École Gabrielle-Roy is a French first language elementary and high school in Surrey, British Columbia, Canada. It serves the francophone population of the Greater Vancouver Regional District. The school was built at the new location after the previous one burned down due to a fire started by fireworks in the school's library. The school is named in honour of French Canadian author Gabrielle Roy. École Gabrielle-Roy now has the International Baccalaureate Intermediate and Diploma programs for grades 7 to 12.

== Special programs ==

=== IB Programme ===
École Gabrielle-Roy offers an International Baccalaureate Programme in French. The IB classes included français, anglais, histoire, chimie, biologie, mathématiques, musique de groupe, théorie de la connaissance (TDC), mémoire et créativité, action, service (CAS).

=== Études Autochtones ===
Members of the Provincial Native Parents Committee, students and staff members have signed a first "Aboriginal Education Enhancement Agreement" with the Chair of the CSF Board of Governors, the Minister of Education of British Columbia, and representatives of indigenous communities.

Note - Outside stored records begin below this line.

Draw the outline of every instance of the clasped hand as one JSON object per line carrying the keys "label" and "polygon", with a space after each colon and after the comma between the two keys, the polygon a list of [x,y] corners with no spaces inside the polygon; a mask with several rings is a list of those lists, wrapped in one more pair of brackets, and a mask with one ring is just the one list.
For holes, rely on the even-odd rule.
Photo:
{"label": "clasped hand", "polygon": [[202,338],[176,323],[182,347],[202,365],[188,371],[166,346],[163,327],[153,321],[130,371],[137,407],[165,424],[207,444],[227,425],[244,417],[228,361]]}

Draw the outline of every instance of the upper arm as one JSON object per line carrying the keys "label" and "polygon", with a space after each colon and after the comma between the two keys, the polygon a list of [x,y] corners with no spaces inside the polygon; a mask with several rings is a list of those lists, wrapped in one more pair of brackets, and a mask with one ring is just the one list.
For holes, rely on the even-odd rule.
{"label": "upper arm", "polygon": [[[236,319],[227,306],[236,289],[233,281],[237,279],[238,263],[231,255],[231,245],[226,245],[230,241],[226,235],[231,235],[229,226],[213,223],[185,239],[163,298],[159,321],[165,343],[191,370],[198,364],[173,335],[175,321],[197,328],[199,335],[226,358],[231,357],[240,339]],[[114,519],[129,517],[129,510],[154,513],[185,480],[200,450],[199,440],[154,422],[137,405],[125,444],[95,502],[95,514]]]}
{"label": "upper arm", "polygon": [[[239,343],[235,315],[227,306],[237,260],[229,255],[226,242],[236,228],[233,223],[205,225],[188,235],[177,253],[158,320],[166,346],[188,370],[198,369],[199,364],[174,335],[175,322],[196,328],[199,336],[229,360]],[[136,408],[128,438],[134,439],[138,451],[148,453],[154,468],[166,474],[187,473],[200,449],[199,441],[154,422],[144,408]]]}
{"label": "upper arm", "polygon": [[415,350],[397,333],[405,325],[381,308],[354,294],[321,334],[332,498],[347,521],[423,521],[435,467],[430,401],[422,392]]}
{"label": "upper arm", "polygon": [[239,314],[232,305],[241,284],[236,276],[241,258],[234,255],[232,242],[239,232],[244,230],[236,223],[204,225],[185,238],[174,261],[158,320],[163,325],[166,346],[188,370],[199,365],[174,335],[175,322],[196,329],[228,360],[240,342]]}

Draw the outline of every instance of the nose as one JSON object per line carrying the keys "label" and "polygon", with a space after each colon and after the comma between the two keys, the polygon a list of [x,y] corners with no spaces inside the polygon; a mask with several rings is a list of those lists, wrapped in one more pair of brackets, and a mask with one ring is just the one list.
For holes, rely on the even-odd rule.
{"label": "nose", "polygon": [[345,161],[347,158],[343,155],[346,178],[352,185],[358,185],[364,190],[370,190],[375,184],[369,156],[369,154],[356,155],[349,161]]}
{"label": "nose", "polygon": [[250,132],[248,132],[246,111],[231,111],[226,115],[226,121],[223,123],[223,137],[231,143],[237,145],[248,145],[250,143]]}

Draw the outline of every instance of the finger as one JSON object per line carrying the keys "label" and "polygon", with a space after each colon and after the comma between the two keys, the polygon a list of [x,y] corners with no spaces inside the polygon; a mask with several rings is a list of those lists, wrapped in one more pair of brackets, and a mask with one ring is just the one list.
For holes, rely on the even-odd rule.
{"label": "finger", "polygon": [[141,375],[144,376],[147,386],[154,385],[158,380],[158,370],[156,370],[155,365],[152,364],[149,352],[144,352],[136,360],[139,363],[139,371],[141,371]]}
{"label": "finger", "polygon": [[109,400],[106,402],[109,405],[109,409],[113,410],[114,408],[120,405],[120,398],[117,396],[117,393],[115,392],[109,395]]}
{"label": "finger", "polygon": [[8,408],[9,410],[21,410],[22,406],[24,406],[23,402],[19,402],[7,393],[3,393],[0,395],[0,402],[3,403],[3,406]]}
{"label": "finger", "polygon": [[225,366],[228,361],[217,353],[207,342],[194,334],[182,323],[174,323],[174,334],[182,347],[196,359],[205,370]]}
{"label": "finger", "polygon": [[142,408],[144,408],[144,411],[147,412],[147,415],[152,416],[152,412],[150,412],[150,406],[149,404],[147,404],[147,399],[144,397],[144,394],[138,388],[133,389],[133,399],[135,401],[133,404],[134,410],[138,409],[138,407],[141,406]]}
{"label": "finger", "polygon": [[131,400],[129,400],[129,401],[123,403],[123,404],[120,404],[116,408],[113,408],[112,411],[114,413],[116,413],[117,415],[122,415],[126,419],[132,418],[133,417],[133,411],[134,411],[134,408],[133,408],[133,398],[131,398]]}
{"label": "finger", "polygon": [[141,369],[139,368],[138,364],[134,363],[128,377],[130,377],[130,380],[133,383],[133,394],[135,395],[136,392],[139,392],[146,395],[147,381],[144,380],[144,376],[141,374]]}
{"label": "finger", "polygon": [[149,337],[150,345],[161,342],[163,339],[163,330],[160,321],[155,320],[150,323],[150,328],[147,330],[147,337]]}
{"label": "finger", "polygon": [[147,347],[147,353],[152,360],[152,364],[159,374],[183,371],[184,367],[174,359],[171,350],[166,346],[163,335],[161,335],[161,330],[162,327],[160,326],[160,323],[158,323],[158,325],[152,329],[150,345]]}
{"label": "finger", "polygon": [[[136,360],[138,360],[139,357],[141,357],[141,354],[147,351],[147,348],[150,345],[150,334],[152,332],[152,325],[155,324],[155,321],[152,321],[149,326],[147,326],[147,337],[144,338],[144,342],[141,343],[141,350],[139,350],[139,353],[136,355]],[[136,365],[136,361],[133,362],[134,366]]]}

Parents of children with an Aboriginal heritage can identify themselves on the CSF school registration forms. By Aboriginal heritage, we mean First Nations, Métis, Inuit, and non-status Aboriginal people. Any child identified as having an Aboriginal heritage is eligible. The Aboriginal ancestor can be a parent, grandparent, great-grandparent, etc. Funding provided by the Department of Education for this program is used to enhance academic, language and cultural programs for identified children. Parents are encouraged to engage in the process of developing a curriculum for their children.

== Diplomas ==

| Diplomas | Description |
|---|---|
| "Dogwood" | Grade 12 Regular Diploma from the BC Ministry of Education. This is also the diploma graduates from English and immersion schools receive in BC. |
| "Cornouiller" | Grade 12 Diploma in French from the BC Ministry of Education. This diploma gives access to French-language post-secondary institutions and is only offered to graduates of CSF schools. |
| "IB Diploma" | International Baccalaureate Diploma. This degree is recognized by the BC Ministry and also in 150 countries around the world. Certificates are also offered for one or more courses. |

==Sports==
In the 2024-25 season, the Senior Boys' Basketball team won their first ever, the Greater Vancouver Independent Schools Athletic Association (GVISAA) Championship.

== Services ==

=== Technology ===
All students at Gabrielle-Roy are given access to a personal laptop computer as an educational tool for the remainder of their time at Gabrielle-Roy. From grade 10 till 12, the students are given the privilege to take their laptop home as a tool to complete their school work. The student laptops are also an essential to take online classes with École Virtuelle. In addition, Gabrielle-Roy issues an e-mail address for all students and staff, has a library with computers for research assignments and communication, and Smart Boards in a number of classrooms.

=== Pre and After School Care ===
Pre-school and after-school child care is also provided by Les Papillons of the Association francophone de Surrey.